There is no easy solution for a non-medical person to get the information we'd all like to have. But I always encourage new PCa people (and isn't it amazing how many phone calls you get from guys who have just got the news) to think about the sort of criteria their doctor would use in deciding on a treatment, or a treatment person, and then using whatever networking they can to find the answers.

It is amazing how connected we all are once you begin to dig into networking. While it may be six degrees between anyone and someone else, often it is just one or two.
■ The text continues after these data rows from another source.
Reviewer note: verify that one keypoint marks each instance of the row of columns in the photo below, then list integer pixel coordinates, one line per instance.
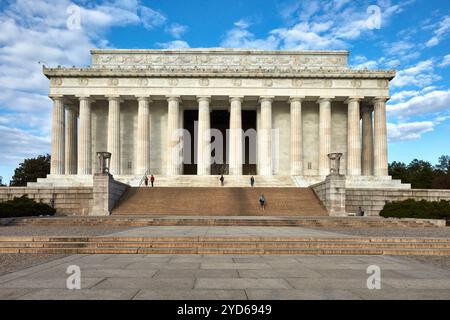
(72, 146)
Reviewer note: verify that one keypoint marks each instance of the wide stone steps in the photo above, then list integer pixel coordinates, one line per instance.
(218, 201)
(227, 245)
(145, 221)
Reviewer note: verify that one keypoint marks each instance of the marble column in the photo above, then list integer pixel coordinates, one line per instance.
(235, 157)
(173, 137)
(367, 141)
(58, 136)
(114, 134)
(85, 137)
(181, 126)
(324, 134)
(265, 134)
(353, 137)
(71, 140)
(143, 136)
(380, 138)
(204, 137)
(296, 136)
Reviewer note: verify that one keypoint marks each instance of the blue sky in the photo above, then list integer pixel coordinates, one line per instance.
(412, 37)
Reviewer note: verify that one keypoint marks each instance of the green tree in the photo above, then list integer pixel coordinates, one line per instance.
(31, 169)
(443, 164)
(398, 170)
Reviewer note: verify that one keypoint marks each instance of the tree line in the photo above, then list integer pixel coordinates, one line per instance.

An, others in this thread, thank you for your thoughts. All interesting and helpful. A great thread. In the end all any of us want for ourselves, our loved ones, our friends, is the best shot. Figuring out how to get it is important stuff.

Sheldon AKA Sleepless
Age 67 in Apil '09 at news of 4 of 12 cores positive T2B and Gleason 3 + 3 and 5% to 25% PSA 1.5
Re-read of slides in June said Gleason 3 + 4 same four cores 5% to 15%
June 29 daVinci prostatectomy, Dr. Eric Estey, at Royal Alexandra Hospital Edmonton one night stay
From "knock out" to wake up in recovery less than two hours.  Actual surgery 70 minutes
Flew home to Winnipeg on July 3 after 5 nights in Ramada Inn  ---  perfect recovery spot!
Catheter out July 9
Final pathology is 3 + 4 Gleason 7, clear margins, clear nodes, T2C, sugeron says report is "excellent"
 
Oct 1st 09 -- dry at night, during day some stress issues.
Oct 31st padless 24/7 
 
First post op PSA Sept 09  less than 0.02
PSA on Oct 23, 2009 less than 0.02
PSA on Jan 8, 2010  less than 0.02
PSA on April 9, 2010 less than 0.02 
PSA on July 9, 2010 (one year) less than 0.02
  

clocknut
Veteran Member


Date Joined Sep 2010
Total Posts : 2679
   Posted 1/18/2011 10:26 AM (GMT -6)   
Sleepless, that's a great post!  And you're right...this thread has some great thoughts and comments by An, Casey, Goodlife, Tudpock, and others.
 
This topic is dear to me because my own surgeon, as I've mentioned previously, has only done about 50 DaVinci's (though he's done God knows how many open surgeries).  Yet, I've heard his praises sung by family docs, cardiologists, a neurosurgeon, an O. R. tech, nursing staff, and many others.  A local doctor who needed a prostatectomy chose my surgeon, even though here in the Chicago area he could easily have chosen any one of dozens of other surgeons at major cancer centers in the Chicago area.  Every time I mention this uro/surgeon's name, the auto response is, "Oh, he's good!"
 
I don't mean to underestimate the importance of experience, but some talent emerges early, or as in the case of my surgeon, the DaVinci skills are built on top of many years of solid experience in urology and open surgery.  My wife is an R.N., and assures me that nurses and O. R. techs know who shows skill in the O. R., whose patients do well, who is cool and competent under pressure, who knows when they're getting in over their head and is willing to call in the cavalry, who can transition from DaVinci to open surgery should the need unexpectedly arise.  My R.N. niece (in New York) is a surgical nurse.  She was telling me at Thanksgiving how the different talent levels among surgeons is pretty obvious in the operating theater, and it doesn't necessarily relate to the number of surgeries the individual has performed.
 
I don't think any of us disagree on the fact that anyone scheduling a prostatectomy should place surgical competency at the top of their hierarchy of needs.  I just strongly disagree that the requirement for 500 or 1000 surgeries should be the first item on their check-off sheet.  I think this has been a good discussion with a wide variety of opinions on an important topic.
 
 
 
 

142
Forum Moderator


Date Joined Jan 2010
Total Posts : 7078
   Posted 1/18/2011 11:20 AM (GMT -6)   
I had to go to two different hospitals for tests, where my surgeon practices as well. I asked at the volunteer desks about him, and they found some of the long-time volunteers for me to talk to. In both cases the reports were very good (one male volunteer had been an open RP patient of my surgeon some years ago).
 
Also got some feedback from men who had been treated at other facilities.
 
Just another source of grass-roots information.